Mrs. Coppered had tried to laugh, too, as she faced him. But the tears came too quickly. She put her wet face against his rough overcoat and for a moment gave herself up to the luxury of tears.
“Carey,” said his wife, on a certain brilliant Sunday morning a month later, when he had been at home nearly a month. She put her head in at the library door. “Carey, will you do me a favor?”
He looked up to smile at her, in her gray gown and flowered hat, and she came in to take the seat opposite him at the broad table.

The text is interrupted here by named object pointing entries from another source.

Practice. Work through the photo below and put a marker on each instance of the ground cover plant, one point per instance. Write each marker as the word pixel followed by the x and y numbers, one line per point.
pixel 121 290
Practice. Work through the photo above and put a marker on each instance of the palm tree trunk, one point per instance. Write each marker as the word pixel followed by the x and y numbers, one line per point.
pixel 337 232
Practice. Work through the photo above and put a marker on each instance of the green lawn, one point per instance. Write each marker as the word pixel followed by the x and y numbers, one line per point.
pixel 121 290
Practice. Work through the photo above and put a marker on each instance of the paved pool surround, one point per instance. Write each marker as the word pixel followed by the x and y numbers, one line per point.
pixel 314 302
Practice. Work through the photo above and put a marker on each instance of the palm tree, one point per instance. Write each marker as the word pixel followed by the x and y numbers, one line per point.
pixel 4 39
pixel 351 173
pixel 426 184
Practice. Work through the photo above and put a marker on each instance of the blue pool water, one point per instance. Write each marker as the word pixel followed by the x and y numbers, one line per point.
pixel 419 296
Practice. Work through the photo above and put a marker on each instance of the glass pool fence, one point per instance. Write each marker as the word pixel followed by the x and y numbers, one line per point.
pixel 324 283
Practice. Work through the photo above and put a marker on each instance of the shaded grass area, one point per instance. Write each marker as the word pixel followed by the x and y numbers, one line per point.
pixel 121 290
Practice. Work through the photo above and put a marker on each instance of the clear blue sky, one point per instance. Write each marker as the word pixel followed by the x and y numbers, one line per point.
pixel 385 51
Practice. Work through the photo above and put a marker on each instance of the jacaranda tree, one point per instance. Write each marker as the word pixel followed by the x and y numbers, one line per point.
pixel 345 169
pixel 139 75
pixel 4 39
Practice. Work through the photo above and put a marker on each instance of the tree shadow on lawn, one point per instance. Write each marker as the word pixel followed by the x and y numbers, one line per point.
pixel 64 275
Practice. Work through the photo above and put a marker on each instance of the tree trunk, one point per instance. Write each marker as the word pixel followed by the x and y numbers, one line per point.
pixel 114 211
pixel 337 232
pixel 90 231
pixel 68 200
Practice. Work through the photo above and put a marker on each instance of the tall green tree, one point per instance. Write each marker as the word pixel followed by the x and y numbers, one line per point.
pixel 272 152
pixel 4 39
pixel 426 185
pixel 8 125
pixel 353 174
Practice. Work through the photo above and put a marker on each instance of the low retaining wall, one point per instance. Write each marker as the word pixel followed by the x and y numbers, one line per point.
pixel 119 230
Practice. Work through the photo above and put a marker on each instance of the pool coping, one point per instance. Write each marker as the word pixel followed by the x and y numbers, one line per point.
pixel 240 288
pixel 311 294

“I will. Where are you going?”
“Duncan and I are going to church, and you’re to meet us at the Gregorys’ for lunch,” she reminded him.
“Yes’m. And what do you two kids want? What’s the favor?”
“Oh!” She became serious. “You remember what I told you of our New York trip a month ago, Carey? The Penroses, you know?”
“I do.”
“Well, Carey, I’ve discovered that it has been worrying Duncan ever since you got home, because he thinks I’m keeping it from you.”
“Thinks you haven’t told me, eh?”
“Yes. Don’t laugh that way, Carey! Yes. And he asked me in the sweetest little way, a day or two ago, if I wouldn’t tell you all about it.”
“What did you do—box his young ears?”
“No.” Margaret’s eyes laughed, but she shook her head reprovingly. “I thought it was so dear of him to feel that way, yet never give you even a hint, that I—”
“Well?” smiled her husband, as she paused.
“Well,” hesitated Mrs. Coppered. And then in a little burst she added: “I said, ‘Duncan, if you ask me to I will tell him!’”
“And what do you think you gain by that, Sapphira?” said Carey, much amused.